After Prime Minister Abiy Ahmed came to power in 2018, Zemene returned to Ethiopia and was offered a cabinet position by the Amhara Region administration. He declined the offer, stating that he would not be able to make a meaningful impact from within the government. Instead, he focused on mobilizing Amhara youth through popular, fiery and often critical speeches that emphasized Amhara nationalism. As chairman of the Amhara Youth Association, he worked to unite the youth under a single organization, a move that was met with resistance from Abiy Ahmed and Oromo factions within the ruling Prosperity Party. Despite this opposition, Zemene continued to serve as an informal advisor to the Amhara Region Peace and Security Bureau under Brigadier General Asaminew Tsige, focusing on regional youth and security matters. In addition to Abiy Ahmed's alleged conspiracy and willful negligence in stopping Amhara massacre in Oromia, Asaminew Tsige's resistance to arresting Zemene and other Amhara nationalist allies became one of the key points of contention between Asaminew and Abiy Ahmed, which ultimately culminated in the Amhara Region alleged "coup attempt" and the assassination of Amhara president Ambachew Mekonnen, Brigadier General Asaminew Tsige, General Seare Mekonnen, and other prominent political and military leaders on June 22, 2019. Zemene went into hiding following the Amhara region alleged "coup" attempt.
== Rebel career ==
Zemene gained recognition as a military commander after the start of Tigray War in 2020, as a leading figure of the Fano militia. During the incursion of Tigrayan forces in Amhara, he established a Fano faction, Amhara Popular Force, and became its leader. As Tigrayan rebels failed to enter Gojjam, his faction engaged to counter the rebel advance in Western Wollo along with Ethiopian government forces.

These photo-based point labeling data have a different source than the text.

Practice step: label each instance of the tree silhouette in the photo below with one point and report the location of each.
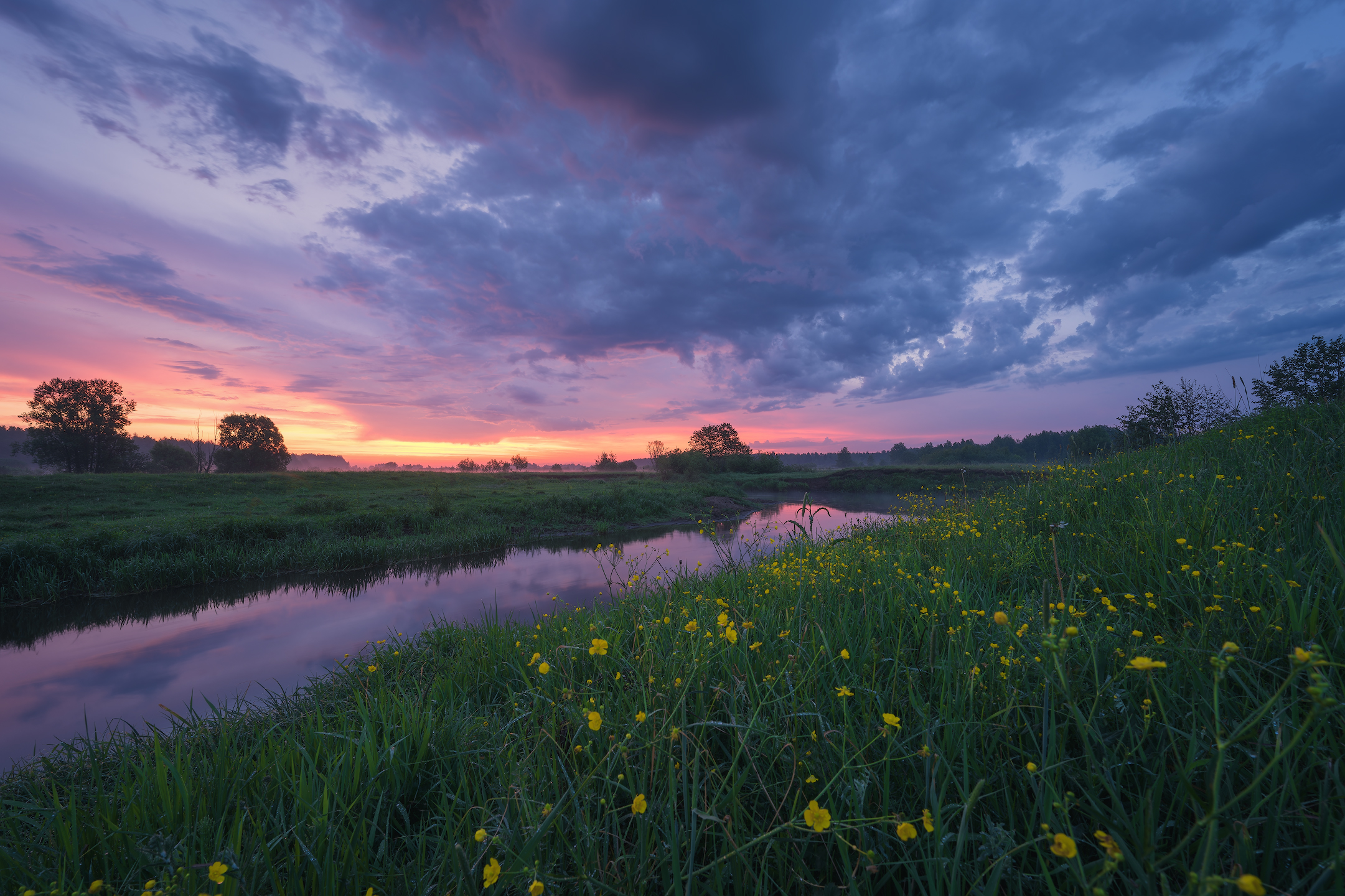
(717, 442)
(251, 443)
(80, 426)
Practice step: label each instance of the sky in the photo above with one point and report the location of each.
(477, 228)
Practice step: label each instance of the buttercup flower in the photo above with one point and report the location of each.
(491, 874)
(815, 817)
(1064, 847)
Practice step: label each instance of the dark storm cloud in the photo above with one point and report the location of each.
(229, 98)
(804, 202)
(1209, 187)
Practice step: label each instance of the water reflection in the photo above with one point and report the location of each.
(116, 661)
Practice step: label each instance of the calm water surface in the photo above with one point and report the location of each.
(115, 662)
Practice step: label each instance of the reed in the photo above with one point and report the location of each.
(924, 707)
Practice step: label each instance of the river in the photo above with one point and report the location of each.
(85, 666)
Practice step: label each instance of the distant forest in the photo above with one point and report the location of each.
(1040, 447)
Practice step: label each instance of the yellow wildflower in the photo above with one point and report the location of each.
(815, 817)
(491, 874)
(1107, 844)
(1064, 847)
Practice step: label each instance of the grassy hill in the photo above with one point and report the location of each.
(1143, 701)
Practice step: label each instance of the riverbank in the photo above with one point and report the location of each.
(850, 714)
(126, 533)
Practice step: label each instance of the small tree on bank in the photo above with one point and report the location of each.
(1166, 413)
(717, 442)
(80, 426)
(251, 443)
(1315, 373)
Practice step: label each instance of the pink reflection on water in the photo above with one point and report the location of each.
(280, 635)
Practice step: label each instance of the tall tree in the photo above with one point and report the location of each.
(717, 442)
(1316, 371)
(80, 426)
(249, 443)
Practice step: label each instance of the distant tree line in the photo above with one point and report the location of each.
(80, 426)
(713, 449)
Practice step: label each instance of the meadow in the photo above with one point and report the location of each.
(1118, 678)
(72, 536)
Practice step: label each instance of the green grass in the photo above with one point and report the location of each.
(1016, 737)
(123, 533)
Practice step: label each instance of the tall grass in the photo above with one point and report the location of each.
(923, 707)
(272, 526)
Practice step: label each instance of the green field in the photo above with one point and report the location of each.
(69, 536)
(1158, 717)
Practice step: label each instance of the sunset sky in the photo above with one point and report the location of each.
(470, 228)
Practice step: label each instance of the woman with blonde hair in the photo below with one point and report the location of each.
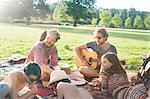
(44, 50)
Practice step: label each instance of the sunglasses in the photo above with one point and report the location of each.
(99, 37)
(30, 80)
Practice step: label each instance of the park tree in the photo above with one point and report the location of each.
(123, 15)
(13, 9)
(60, 14)
(132, 14)
(113, 11)
(105, 17)
(128, 23)
(80, 9)
(138, 23)
(147, 22)
(116, 20)
(41, 8)
(52, 8)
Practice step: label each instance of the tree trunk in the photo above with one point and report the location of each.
(28, 20)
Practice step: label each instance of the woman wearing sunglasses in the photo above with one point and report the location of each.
(16, 81)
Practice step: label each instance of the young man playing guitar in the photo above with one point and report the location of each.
(100, 46)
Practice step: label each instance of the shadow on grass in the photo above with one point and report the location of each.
(67, 29)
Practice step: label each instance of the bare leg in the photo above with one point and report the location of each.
(88, 72)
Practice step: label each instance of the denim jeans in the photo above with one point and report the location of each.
(4, 90)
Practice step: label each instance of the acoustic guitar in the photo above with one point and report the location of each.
(90, 56)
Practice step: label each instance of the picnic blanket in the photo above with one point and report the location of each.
(16, 63)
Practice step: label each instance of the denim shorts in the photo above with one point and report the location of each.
(4, 90)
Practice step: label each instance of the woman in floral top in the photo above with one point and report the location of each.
(114, 81)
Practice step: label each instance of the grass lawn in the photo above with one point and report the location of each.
(18, 39)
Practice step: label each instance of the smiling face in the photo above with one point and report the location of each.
(100, 39)
(105, 63)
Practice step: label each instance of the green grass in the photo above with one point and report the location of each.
(18, 39)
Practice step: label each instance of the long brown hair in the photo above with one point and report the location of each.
(116, 65)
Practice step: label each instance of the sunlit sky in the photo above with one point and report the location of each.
(139, 5)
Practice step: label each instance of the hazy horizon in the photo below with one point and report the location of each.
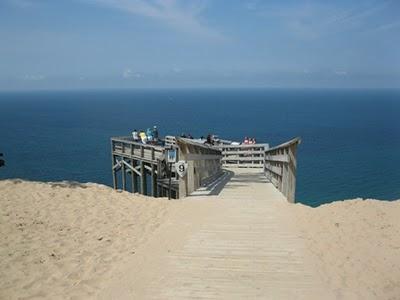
(129, 44)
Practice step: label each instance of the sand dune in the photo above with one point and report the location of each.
(62, 240)
(66, 240)
(356, 246)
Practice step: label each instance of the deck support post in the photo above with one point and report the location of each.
(135, 188)
(153, 180)
(115, 182)
(143, 181)
(123, 175)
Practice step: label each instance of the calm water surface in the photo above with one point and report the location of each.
(350, 148)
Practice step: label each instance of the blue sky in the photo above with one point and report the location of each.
(47, 44)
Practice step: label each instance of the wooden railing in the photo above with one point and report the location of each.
(280, 167)
(126, 146)
(243, 156)
(204, 164)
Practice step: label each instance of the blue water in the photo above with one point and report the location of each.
(350, 138)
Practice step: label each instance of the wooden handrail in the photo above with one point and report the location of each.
(280, 167)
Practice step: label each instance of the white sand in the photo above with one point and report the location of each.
(356, 246)
(71, 241)
(63, 241)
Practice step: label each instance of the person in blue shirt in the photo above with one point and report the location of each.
(149, 134)
(155, 134)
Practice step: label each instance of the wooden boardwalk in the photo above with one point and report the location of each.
(239, 244)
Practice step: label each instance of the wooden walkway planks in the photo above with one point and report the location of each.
(237, 245)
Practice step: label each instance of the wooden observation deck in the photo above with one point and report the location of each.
(151, 174)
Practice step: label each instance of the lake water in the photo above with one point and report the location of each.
(350, 138)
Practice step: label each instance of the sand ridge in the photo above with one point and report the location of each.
(85, 241)
(62, 240)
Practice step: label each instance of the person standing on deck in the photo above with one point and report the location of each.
(155, 134)
(143, 137)
(149, 134)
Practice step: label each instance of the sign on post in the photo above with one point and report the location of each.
(181, 168)
(171, 156)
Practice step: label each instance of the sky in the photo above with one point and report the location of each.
(78, 44)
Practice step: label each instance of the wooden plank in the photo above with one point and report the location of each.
(277, 157)
(274, 169)
(195, 156)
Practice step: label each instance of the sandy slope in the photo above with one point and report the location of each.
(63, 240)
(356, 245)
(68, 240)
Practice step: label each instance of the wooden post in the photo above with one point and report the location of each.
(141, 151)
(135, 188)
(153, 181)
(115, 182)
(123, 175)
(159, 187)
(143, 181)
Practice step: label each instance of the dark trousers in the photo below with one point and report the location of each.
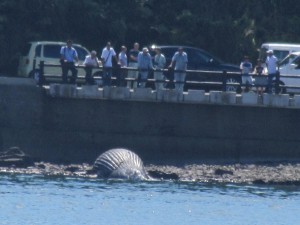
(66, 66)
(122, 74)
(107, 73)
(270, 81)
(89, 79)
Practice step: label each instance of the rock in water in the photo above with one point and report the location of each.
(120, 163)
(15, 157)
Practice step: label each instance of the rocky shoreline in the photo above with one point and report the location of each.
(280, 174)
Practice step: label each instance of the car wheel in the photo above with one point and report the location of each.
(231, 88)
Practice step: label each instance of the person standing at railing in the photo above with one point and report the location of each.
(122, 73)
(159, 65)
(106, 57)
(90, 62)
(259, 71)
(246, 69)
(68, 58)
(179, 62)
(144, 65)
(271, 63)
(133, 63)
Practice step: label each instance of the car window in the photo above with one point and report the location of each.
(52, 51)
(287, 59)
(281, 54)
(38, 50)
(26, 49)
(82, 53)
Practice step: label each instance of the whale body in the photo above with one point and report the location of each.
(120, 163)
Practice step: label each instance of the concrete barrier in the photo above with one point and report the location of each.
(195, 96)
(63, 90)
(297, 101)
(78, 130)
(17, 81)
(117, 93)
(215, 97)
(229, 98)
(143, 94)
(169, 96)
(281, 100)
(89, 91)
(249, 98)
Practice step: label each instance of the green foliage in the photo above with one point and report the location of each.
(229, 29)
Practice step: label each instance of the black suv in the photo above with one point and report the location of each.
(211, 68)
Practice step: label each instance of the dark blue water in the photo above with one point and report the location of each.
(36, 199)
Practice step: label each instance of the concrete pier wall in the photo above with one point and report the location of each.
(77, 125)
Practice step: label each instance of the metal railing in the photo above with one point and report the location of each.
(207, 80)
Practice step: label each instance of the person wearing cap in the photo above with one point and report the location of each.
(271, 63)
(68, 57)
(179, 62)
(144, 65)
(91, 61)
(106, 57)
(159, 65)
(259, 71)
(133, 63)
(246, 69)
(122, 64)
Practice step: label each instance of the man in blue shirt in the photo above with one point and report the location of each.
(144, 65)
(107, 54)
(246, 69)
(68, 58)
(179, 61)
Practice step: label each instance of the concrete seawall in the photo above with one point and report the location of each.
(70, 124)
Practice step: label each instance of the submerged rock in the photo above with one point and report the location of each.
(15, 157)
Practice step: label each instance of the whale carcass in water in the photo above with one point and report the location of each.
(120, 163)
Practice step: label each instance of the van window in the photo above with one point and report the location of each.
(38, 49)
(280, 54)
(26, 49)
(287, 60)
(82, 53)
(52, 51)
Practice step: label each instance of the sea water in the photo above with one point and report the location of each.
(38, 199)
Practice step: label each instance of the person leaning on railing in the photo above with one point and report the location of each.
(90, 62)
(179, 62)
(159, 65)
(106, 57)
(122, 73)
(246, 69)
(271, 63)
(68, 58)
(144, 65)
(133, 63)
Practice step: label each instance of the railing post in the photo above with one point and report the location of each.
(224, 78)
(277, 89)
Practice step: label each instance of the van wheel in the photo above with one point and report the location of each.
(232, 88)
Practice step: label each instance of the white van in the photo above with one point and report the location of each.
(49, 52)
(281, 50)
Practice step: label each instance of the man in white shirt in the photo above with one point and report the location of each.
(271, 63)
(159, 65)
(106, 57)
(90, 62)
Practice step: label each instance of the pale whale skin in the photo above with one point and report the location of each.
(120, 163)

Zemene was once imprisoned by Bahir Dar police in allegation of killing of a police officer on 11 September 2022. Mulan Tadese, his legal mentor, confirmed that Zemene was released from Bahir Dar prison on 3 June 2023, where the verdict raised a question on absolving his release about the validity of evidence against him. Zemene was used to hiding from government authority amidst crackdowns against Fano members, who alleged that Fano would brought violence and destabilization in the region. In June 2022, Zemene commented the ongoing situation of Tigray War in an interview that "there are thousands of Fano militants presently under my control, and shortly they will shift into millions. We don’t believe the Amhara police forces or the federal army as opposing. But some individuals belong to the Fano who do."